Model Development : Jupyter Style Notebook and Git Integration
Izengard through it's machine learning technology partners, makes available a Jupyter style notebook to develop machine learning models. In addition to this GIT integration is there so that version control via check in and check out can be managed.
Model CI / CD pipelines (Source : Google Cloud)
Machine learning provides different challenges to traditional Continuous Integration Continuous Delivery approaches to DevOps. This first issue is that machine learning is iterative and experimental, the second, so track and maintain reproduceable approaches is challenging. Then there are challenges in testing and validation before deployment pipelines and production level training must be considered. Izengard's technology partner for machine learning and Izengard data scientists have best practices deployed and these are further taught to you via our professional services teams and partners.
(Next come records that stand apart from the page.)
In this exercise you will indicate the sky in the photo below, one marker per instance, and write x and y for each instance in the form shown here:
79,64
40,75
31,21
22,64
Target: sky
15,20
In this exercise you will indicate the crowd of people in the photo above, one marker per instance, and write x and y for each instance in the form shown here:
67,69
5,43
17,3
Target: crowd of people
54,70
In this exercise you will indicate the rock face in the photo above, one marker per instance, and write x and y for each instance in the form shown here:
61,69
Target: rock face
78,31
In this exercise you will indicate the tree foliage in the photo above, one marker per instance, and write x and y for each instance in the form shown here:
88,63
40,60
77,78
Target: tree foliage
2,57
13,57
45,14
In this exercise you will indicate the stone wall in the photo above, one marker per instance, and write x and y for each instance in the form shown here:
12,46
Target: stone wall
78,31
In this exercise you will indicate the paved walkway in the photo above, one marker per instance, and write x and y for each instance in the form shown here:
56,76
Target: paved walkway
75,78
Model Performance and Drift
Izengard supports different model performance metrics for Causal AI models to monitor the real-time performance of production models. In addition, it measures drift in several ways, including : concept drift, prediction drift, label drift, feature drift. Izengard has a complete approach in it's model management suite to report on drift metrics and to identify causes of drift such that the model can later be replaced or optimized.
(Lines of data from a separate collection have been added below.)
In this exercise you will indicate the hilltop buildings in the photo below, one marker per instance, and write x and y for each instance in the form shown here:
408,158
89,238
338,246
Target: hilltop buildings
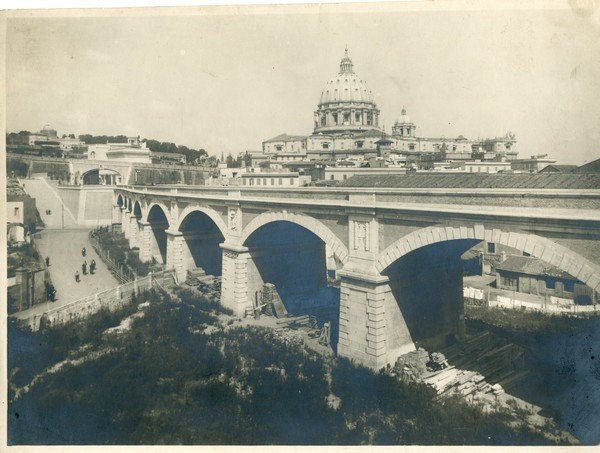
347,127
Izengard gives you complete control over your hyper parameters and these can be tuned or optimized using our model management optimizer provided and integrated from our technology partner
Model Testing Sandboxes (Model Validation)
For data scientists as well as internal audit, separate entire sandbox environments can be set up to test prior to release in production or to carry out model validation exercises. Whilst the size of sandbox must be determined as it has a cost element towards it, this flexibility can be pre-configured for a certain amount of historical data etc.
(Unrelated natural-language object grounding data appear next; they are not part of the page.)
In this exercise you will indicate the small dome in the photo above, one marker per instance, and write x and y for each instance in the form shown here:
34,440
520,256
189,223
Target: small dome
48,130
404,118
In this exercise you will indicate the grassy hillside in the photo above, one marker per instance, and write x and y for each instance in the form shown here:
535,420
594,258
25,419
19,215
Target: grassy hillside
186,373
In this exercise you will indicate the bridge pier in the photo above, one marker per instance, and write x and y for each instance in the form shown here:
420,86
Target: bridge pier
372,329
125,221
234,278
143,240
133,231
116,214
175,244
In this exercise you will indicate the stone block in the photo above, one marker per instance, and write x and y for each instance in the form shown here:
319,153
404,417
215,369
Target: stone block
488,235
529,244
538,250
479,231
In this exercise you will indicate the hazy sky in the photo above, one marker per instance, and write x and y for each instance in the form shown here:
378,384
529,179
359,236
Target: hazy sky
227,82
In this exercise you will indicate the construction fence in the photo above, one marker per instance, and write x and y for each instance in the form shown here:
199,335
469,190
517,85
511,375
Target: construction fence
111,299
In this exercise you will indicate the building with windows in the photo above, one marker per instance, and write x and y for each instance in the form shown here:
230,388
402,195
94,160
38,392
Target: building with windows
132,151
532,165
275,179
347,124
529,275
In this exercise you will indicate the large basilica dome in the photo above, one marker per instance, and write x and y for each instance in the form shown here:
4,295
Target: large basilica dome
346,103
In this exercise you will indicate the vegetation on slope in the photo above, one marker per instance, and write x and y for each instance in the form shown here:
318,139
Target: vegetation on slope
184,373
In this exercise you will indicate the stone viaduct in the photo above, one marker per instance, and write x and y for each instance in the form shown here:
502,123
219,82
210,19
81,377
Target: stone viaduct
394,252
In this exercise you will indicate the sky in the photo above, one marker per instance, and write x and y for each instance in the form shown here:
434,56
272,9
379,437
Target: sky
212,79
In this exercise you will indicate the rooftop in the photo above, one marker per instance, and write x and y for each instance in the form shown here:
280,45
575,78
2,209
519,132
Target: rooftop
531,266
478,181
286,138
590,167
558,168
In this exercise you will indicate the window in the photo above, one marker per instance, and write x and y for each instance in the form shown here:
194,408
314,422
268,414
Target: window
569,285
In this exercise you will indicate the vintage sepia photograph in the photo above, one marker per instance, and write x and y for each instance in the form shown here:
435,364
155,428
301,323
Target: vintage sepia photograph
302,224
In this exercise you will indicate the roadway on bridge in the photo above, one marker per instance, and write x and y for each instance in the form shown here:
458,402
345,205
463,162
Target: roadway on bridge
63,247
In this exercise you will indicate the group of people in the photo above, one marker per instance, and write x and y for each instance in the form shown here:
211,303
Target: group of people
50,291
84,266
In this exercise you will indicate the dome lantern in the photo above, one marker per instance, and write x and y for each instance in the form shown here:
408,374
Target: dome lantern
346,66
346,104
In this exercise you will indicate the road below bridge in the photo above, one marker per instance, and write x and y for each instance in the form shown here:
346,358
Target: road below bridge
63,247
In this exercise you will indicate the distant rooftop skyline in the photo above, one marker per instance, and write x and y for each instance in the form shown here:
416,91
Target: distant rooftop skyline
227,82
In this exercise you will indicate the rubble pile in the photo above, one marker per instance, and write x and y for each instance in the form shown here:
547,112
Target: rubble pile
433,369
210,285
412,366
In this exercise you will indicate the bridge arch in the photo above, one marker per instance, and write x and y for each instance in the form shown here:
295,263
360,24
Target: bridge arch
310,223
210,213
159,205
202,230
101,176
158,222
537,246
Lookbacks - Keeping models which were used in force at the period of the lookback.
In AML as in many crime related scenarios, the detection is often done after the fact. Therefore it is important to often piece together events of the time and the actions taken at that particular snapshot of time. During that time machine learning models may have changed and therefore Izengard keeps a history of when models are created and retired and never deletes a model, allowing a sandbox to be created to conduct a lookback. Causal AI based models have a deeper meaning for lookbacks and therefore current models or models used previously can be used with any timeline under investigation.
Types of Machine Learning Supported
Izengard supports a wide range of Causal AI machine learning algorithms and libraries via our data science technology partner these focus heavily on re-inforcement and ensemble methods.
Rules and Scenario Building
Izengard allows clients to combine rules, statistical models and Causal AI machine learning into specific scenarios that may or may not be typology related. This allows the convenience of seeing if certain sequences are followed and detected and to direct the right actions once detected by close integration to the Izengard Command & Control, Case Management system.
Izengard provides a range of explainability approaches which are inherently easier to understand in Causal AI models. The outputs can be further transcribed in business language to make the output decisions of a model easier to understand.